Apache Ignite uses horizontal partitioning to store data in distributed cluster. When we create Apache Ignite cache (or table in terms of SQL) we can specify the number of partitions the data will be partitioned on. If, for example, Apache Ignite cluster consists of 10 machines and we creates cache with 10 partitions then every machine will maintain approximately one data partition.

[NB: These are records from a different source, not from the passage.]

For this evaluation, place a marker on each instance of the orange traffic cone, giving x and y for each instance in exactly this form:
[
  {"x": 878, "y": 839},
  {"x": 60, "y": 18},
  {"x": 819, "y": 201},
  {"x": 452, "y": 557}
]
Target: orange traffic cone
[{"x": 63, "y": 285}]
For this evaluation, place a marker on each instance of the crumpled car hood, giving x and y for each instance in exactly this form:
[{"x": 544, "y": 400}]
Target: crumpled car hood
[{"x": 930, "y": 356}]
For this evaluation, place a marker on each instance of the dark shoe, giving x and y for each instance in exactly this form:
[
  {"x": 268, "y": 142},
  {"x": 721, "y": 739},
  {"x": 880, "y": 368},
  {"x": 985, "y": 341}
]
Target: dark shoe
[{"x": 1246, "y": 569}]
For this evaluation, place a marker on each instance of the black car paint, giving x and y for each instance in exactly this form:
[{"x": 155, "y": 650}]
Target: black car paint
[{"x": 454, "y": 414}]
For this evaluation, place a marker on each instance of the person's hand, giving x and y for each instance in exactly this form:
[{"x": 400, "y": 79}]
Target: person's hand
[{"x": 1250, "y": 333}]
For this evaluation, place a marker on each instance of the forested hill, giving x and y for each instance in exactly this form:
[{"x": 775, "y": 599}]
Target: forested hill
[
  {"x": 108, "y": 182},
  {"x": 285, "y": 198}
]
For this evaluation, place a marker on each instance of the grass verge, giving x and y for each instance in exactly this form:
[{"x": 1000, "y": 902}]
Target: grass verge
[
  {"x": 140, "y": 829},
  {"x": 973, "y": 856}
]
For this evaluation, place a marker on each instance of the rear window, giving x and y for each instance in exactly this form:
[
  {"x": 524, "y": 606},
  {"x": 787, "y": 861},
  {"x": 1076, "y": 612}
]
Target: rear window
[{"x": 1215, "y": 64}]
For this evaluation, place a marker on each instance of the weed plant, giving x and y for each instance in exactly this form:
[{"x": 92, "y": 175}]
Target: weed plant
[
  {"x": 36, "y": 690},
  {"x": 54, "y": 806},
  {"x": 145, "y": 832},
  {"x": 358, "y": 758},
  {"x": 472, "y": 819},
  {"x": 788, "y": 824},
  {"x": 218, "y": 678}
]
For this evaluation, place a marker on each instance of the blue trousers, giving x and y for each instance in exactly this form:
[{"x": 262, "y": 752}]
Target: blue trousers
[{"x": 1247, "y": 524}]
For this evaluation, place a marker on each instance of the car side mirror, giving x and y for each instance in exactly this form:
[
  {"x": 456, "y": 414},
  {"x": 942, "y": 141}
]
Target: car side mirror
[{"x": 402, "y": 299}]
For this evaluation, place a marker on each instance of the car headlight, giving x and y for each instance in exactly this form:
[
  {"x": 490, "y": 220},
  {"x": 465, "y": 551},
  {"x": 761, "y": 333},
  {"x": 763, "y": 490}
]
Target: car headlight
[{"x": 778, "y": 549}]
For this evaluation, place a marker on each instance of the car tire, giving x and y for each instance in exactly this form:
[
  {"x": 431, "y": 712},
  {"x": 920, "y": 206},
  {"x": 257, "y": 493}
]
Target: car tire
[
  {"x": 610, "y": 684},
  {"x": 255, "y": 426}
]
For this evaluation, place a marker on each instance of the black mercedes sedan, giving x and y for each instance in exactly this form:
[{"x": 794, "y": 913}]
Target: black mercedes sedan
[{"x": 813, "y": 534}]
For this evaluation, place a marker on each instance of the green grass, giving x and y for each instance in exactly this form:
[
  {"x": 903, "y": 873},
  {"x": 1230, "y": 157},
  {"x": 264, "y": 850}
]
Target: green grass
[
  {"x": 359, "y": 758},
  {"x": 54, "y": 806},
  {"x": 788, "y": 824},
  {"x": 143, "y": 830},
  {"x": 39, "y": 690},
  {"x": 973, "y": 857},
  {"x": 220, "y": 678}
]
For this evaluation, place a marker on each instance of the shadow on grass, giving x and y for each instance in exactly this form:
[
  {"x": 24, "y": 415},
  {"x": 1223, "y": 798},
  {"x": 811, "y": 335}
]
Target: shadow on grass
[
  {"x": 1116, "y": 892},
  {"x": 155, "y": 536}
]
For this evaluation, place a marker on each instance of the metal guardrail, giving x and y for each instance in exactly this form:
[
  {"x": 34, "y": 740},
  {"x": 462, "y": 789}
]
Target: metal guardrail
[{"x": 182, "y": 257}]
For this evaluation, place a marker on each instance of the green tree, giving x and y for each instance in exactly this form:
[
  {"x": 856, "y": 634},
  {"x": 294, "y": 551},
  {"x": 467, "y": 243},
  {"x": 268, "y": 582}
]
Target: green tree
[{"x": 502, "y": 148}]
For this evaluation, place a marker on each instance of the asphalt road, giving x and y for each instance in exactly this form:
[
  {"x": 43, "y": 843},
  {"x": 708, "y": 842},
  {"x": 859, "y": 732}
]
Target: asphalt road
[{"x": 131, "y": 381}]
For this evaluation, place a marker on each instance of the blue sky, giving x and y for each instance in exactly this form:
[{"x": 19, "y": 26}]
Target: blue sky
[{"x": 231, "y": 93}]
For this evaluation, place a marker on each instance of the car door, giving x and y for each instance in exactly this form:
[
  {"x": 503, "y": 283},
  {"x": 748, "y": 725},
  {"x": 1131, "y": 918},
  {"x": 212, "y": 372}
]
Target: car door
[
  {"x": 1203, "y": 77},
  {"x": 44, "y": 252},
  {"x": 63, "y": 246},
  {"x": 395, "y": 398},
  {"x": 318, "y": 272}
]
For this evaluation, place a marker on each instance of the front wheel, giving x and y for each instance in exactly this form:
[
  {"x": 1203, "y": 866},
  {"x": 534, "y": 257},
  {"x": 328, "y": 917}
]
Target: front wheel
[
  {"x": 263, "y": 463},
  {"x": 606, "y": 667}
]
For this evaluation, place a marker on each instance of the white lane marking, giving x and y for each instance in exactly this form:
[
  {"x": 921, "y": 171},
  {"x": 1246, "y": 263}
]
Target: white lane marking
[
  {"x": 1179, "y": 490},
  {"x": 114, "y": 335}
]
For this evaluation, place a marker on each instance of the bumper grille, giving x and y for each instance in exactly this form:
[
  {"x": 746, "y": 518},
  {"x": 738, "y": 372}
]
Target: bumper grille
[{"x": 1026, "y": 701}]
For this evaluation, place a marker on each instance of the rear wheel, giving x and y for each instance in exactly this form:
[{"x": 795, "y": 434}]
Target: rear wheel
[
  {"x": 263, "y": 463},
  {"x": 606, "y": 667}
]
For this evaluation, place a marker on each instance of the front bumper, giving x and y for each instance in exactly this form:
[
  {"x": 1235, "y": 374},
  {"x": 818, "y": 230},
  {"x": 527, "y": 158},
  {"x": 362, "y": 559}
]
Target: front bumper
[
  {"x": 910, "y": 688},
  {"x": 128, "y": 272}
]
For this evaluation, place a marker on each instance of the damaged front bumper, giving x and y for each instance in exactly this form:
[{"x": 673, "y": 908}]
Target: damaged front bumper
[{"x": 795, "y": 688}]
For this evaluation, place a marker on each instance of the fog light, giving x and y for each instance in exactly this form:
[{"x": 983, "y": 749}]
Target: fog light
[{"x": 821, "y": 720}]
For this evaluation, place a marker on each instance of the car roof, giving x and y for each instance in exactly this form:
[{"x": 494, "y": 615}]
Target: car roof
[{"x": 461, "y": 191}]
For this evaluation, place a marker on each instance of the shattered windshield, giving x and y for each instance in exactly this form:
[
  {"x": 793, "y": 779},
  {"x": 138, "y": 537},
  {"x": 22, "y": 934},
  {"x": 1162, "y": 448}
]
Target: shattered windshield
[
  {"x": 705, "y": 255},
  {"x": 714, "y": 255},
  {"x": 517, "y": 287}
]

Ignite Dataset allows to utilize these two aspects of distributed neural network training (using TensorFlow) and Apache Ignite partitioning. Ignite Dataset is a computation graph operation that might be performed on a remote worker. The remote worker can override Ignite Dataset parameters (such as `host`, `port` or `part`) by setting correstondent environment variables for worker process (such as `IGNITE_DATASET_HOST`, `IGNITE_DATASET_PORT` or `IGNITE_DATASET_PART`). Using this overriding approach we are able to assign specific partition to every worker so that one worker handles one partition and, at the same time, transparently work with single dataset.

```python
>>> import tensorflow as tf
>>> from tensorflow.contrib.ignite import IgniteDataset
>>> 
>>> dataset = IgniteDataset("IMAGES")
>>>
>>> # Compute gradients locally on every worker node.
>>> gradients = []    
>>> for i in range(5):
>>>     with tf.device("/job:WORKER/task:%d" % i):
>>>         device_iterator = dataset.make_one_shot_iterator()
>>>         device_next_obj = device_iterator.get_next()
>>>         gradient = compute_gradient(device_next_obj)
>>>         gradients.append(gradient)        
>>>        
>>> # Aggregate them on master node.
>>> result_gradient = tf.reduce_sum(gradients)
>>>
>>> with tf.Session("grpc://localhost:10000") as sess:
>>>     print(sess.run(result_gradient))
```

High-level TensorFlow API for [distributed training](https://www.tensorflow.org/api_docs/python/tf/contrib/distribute/DistributionStrategy) is supported as well. 

### SSL Connection

Your data should not be accessible without any control. Apache Ignite allows to protect data transfer channels by [SSL](https://en.wikipedia.org/wiki/Transport_Layer_Security) and authentification. Ignite Dataset supports both SSL connection with and without authntication. For more information please see [Apache Ignite SSL/TLS](https://apacheignite.readme.io/docs/ssltls) documentation.

```python
>>> import tensorflow as tf
>>> from tensorflow.contrib.ignite import IgniteDataset
>>> 
>>> dataset = IgniteDataset(cache_name="IMAGES", certfile="client.pem", cert_password="password", username="ignite", password="ignite")
>>> ...
```

### Windows Support

Ignite Dataset is fully compatible with Windows, so you can use it as part of TensorFlow on your Windows workstation as well as on Linux/MacOS systems.

## Try it out

The simplest way to try Ignite Dataset out is to run [Docker](https://www.docker.com/) container with Apache Ignite and loaded [MNIST](http://yann.lecun.com/exdb/mnist/) data and then interruct with it using Ignite Dataset. Such container is available on Docker Hub: [dmitrievanthony/ignite-with-mnist](https://hub.docker.com/r/dmitrievanthony/ignite-with-mnist/). You need to start this container on your machine:

```
docker run -it -p 10800:10800 dmitrievanthony/ignite-with-mnist
```

After that you will be able to work with it following way:

![ignite-dataset-mnist](https://s3.amazonaws.com/helloworld23423423ew23/ignite-dataset-mnist.png "Ignite Dataset Mnist")

## Limitations

Presently Ignite Dataset works with assumption that all objects in the cache have the same structure (homogeneous objects) and the cache contains at least one object. Another limitation concerns structured objects, Ignite Dataset does not support UUID, Maps and Object arrays that might be parts of object structures.